Ricardo Ismael de Carvalho – Um livro que ajuda a entender o pensamento político de Celso Furtado, e que pode oferecer em parte uma resposta a essa questão, é Pré-Revolução Brasileira (Rio de Janeiro: Fundo de Cultura, 1962). É um livro dirigido aos jovens e às forças sociais que estavam encantados com a ideia de revolução no período anterior ao golpe de 1964. Nele, Furtado faz uma defesa das reformas de base e do projeto político liderado pelo então presidente João Goulart. Furtado era um reformista, e sem dúvida nenhuma queria um capitalismo regulado, cuja inspiração é o Estado de bem-estar social que vai prevalecer na Europa Ocidental no pós-guerra. Ele deseja um capitalismo que garanta emprego, educação, saúde e previdência, que são os pilares clássicos do Estado de bem-estar social; ele deseja um país em que as forças sindicais e os movimentos sociais se organizem de modo que as forças do trabalho e do capital não sejam tão desequilibradas. O que ele queria era um capitalismo que pudesse operar em um ponto de equilíbrio com baixa desigualdade de renda, baixo desemprego e com gastos sociais relevantes. Um capitalismo que trouxesse benefícios aos trabalhadores.

Além disso, Celso Furtado era um nacionalista. Nesse sentido, ele rejeitaria qualquer tipo de subordinação, seja ao imperialismo norte-americano, seja ao imperialismo soviético, que eram os dois modelos da época da Guerra Fria. Furtado tinha um projeto de país em que o Brasil se afirmaria no âmbito internacional sem estar subordinado, nem com alinhamento automático a qualquer outra nação. Uma posição altiva e soberana, em consonância com a força dos nossos recursos naturais, com as possibilidades de economia industrializada em ascensão e com o potencial do povo brasileiro. Sem ignorar o tabuleiro da geopolítica internacional da época, Celso Furtado sustentava que o Brasil devia se posicionar independentemente.
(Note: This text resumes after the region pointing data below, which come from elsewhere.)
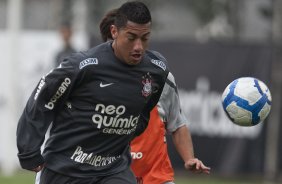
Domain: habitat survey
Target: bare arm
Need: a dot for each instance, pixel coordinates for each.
(184, 146)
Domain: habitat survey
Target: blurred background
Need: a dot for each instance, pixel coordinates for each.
(208, 44)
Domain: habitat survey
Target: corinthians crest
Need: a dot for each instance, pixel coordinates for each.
(147, 85)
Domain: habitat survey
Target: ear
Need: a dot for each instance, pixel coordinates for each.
(114, 31)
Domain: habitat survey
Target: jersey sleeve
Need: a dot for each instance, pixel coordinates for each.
(46, 98)
(169, 106)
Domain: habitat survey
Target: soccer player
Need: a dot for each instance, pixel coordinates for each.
(97, 101)
(151, 163)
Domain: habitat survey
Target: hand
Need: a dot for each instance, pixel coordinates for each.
(197, 166)
(39, 168)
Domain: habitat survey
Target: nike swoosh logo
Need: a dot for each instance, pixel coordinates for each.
(105, 85)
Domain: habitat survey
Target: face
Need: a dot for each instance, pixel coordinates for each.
(131, 41)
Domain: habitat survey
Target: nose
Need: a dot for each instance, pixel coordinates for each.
(138, 45)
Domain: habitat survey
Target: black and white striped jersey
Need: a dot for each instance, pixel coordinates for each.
(96, 104)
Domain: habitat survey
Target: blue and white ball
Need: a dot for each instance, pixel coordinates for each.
(246, 101)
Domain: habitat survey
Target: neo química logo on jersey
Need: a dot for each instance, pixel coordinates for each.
(111, 119)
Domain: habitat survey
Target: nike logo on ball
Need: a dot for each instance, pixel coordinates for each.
(105, 85)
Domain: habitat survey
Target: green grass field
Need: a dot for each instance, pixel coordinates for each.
(28, 178)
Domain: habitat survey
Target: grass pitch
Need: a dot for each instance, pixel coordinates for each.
(25, 177)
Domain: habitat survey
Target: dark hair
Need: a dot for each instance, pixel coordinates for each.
(134, 11)
(105, 24)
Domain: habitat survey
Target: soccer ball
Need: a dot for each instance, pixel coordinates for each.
(246, 101)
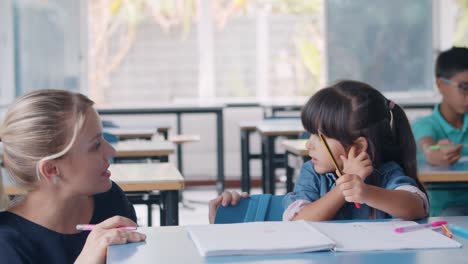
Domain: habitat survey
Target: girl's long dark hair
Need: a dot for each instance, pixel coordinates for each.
(350, 109)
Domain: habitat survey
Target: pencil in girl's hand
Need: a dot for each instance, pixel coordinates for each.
(90, 227)
(338, 170)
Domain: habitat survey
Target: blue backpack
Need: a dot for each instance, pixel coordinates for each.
(261, 207)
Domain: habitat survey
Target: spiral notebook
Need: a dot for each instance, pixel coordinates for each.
(257, 238)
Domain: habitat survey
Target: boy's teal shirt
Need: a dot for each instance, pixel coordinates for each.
(436, 127)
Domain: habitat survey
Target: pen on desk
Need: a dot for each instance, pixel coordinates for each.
(436, 147)
(405, 229)
(446, 231)
(459, 231)
(90, 227)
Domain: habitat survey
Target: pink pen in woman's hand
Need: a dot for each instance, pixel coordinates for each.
(91, 227)
(405, 229)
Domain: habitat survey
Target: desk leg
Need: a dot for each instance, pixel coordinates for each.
(245, 161)
(289, 172)
(220, 144)
(149, 209)
(179, 146)
(270, 183)
(169, 208)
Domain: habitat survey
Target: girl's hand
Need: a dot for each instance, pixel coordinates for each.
(105, 234)
(225, 199)
(360, 165)
(353, 188)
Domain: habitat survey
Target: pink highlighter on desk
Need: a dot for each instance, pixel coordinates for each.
(419, 227)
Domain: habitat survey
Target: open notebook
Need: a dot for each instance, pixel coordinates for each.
(299, 236)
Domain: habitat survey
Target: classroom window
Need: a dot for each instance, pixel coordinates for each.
(46, 44)
(384, 43)
(155, 51)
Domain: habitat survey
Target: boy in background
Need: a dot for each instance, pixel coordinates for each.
(441, 136)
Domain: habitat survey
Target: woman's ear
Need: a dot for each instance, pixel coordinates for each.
(361, 145)
(49, 169)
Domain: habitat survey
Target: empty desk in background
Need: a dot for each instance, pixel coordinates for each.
(297, 148)
(135, 133)
(458, 172)
(173, 245)
(178, 110)
(271, 128)
(143, 149)
(269, 131)
(439, 180)
(162, 177)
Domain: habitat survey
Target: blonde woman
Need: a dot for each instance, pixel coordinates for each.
(54, 150)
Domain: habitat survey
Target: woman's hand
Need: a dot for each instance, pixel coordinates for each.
(353, 188)
(105, 234)
(360, 165)
(225, 199)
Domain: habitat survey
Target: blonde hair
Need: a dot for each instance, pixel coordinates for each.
(39, 126)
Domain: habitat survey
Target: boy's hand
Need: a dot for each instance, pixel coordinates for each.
(225, 199)
(353, 188)
(360, 165)
(446, 154)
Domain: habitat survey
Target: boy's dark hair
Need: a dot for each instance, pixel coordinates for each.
(350, 109)
(451, 62)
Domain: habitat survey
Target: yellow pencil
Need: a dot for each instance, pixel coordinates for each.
(338, 170)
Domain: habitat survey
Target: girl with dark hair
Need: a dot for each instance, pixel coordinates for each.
(371, 140)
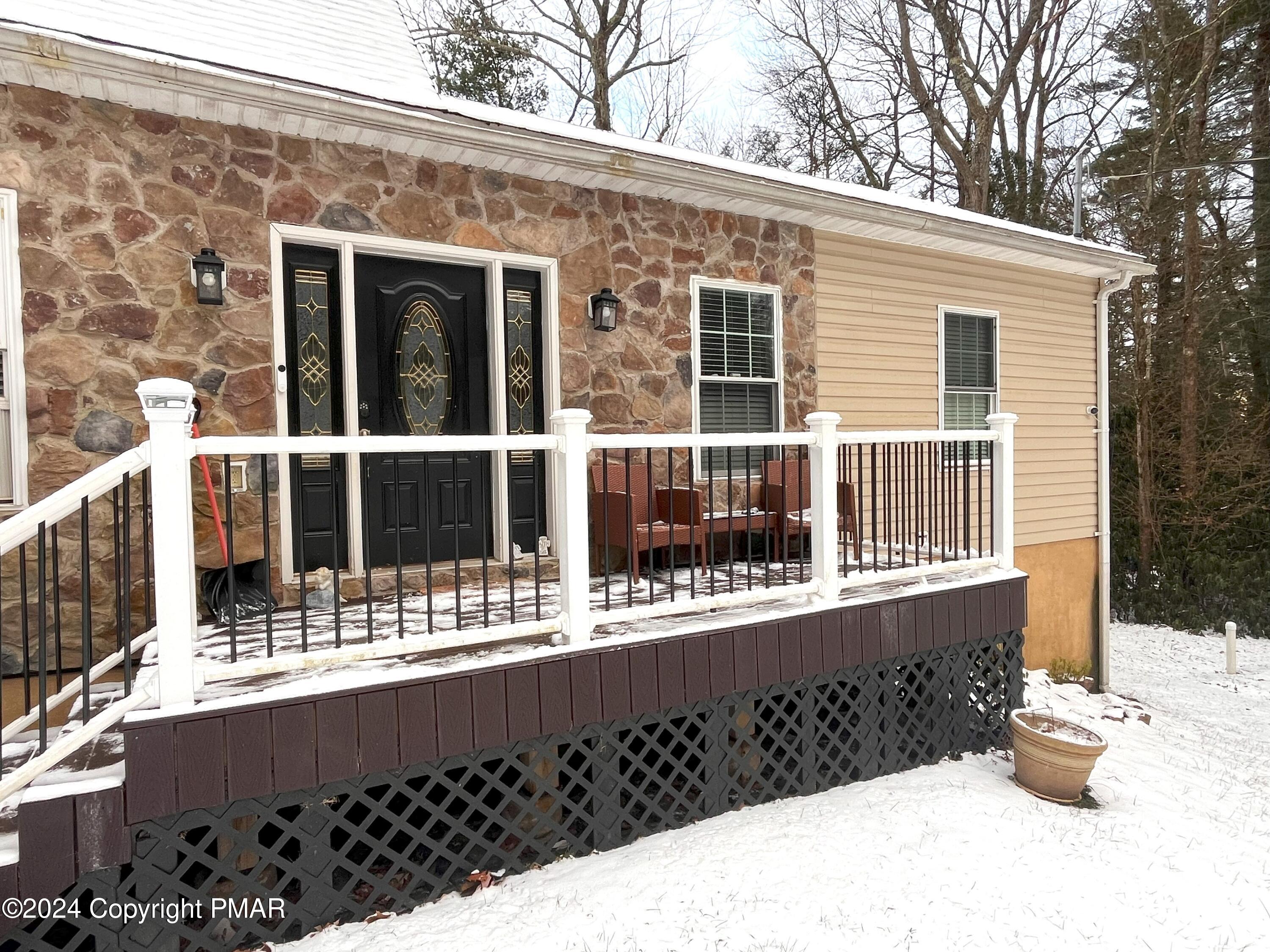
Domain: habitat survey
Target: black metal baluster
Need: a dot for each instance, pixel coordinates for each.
(670, 479)
(966, 492)
(933, 508)
(304, 584)
(364, 475)
(732, 536)
(26, 627)
(860, 503)
(980, 493)
(427, 551)
(58, 607)
(903, 504)
(873, 497)
(127, 588)
(459, 610)
(886, 484)
(954, 478)
(632, 539)
(709, 515)
(538, 555)
(148, 548)
(768, 515)
(397, 539)
(750, 526)
(919, 501)
(511, 542)
(268, 561)
(652, 508)
(86, 615)
(229, 554)
(992, 498)
(693, 527)
(604, 509)
(799, 452)
(336, 520)
(2, 630)
(119, 597)
(842, 478)
(42, 633)
(785, 516)
(484, 508)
Por fim, o Celso economista, diferentemente da maioria dos economistas, pensa o território, pensa a dimensão política da economia. Ou seja, a economia tem que ser vista sobre os aspectos de como será distribuída a riqueza produzida pelo país, pois ela influencia no desenvolvimento dos estados e influencia o próprio fortalecimento da federação. É preciso discutir quem vai financiar o desenvolvimento, quem paga os tributos, quem recebe os benefícios. É preciso se debruçar sobre esta equação. Nós precisamos saber quem são os beneficiários do crescimento e seus financiadores. Sabemos que a população do Brasil é muito heterogênea, que não é desejável cobrar uma mesma carga tributária de todos, nem mesmo dar isenção para todos. Então é sempre um economista que está olhando a relação entre Estado, mercado e sociedade dentro de uma visão política. Ele tem uma visão reformista, mas um reformismo radical, que procura mudar de forma profunda as prioridades na agenda do governo federal e a forma de enfrentar os problemas tradicionais. Não se pode dizer que desejava ser um revolucionário à moda daqueles de 1950 e 1960, porque ele não queria acabar com o capitalismo, nem tampouco considerava possível o Estado assumir os meios de produção. Mas ao mesmo tempo sabia que da forma como o Brasil estava estruturado social e economicamente não seria possível vencer a questão da desigualdade, nem tampouco fazer com que a riqueza produzida chegasse à maior parte da população através de serviços públicos. Dessa forma, Celso Furtado ainda hoje inspira muitos jovens e muita gente no Brasil e no mundo, principalmente aqueles que acreditam nas mudanças assentadas na boa racionalidade econômica, em uma sólida articulação política e sem abrir mão dos princípios republicanos e democráticos.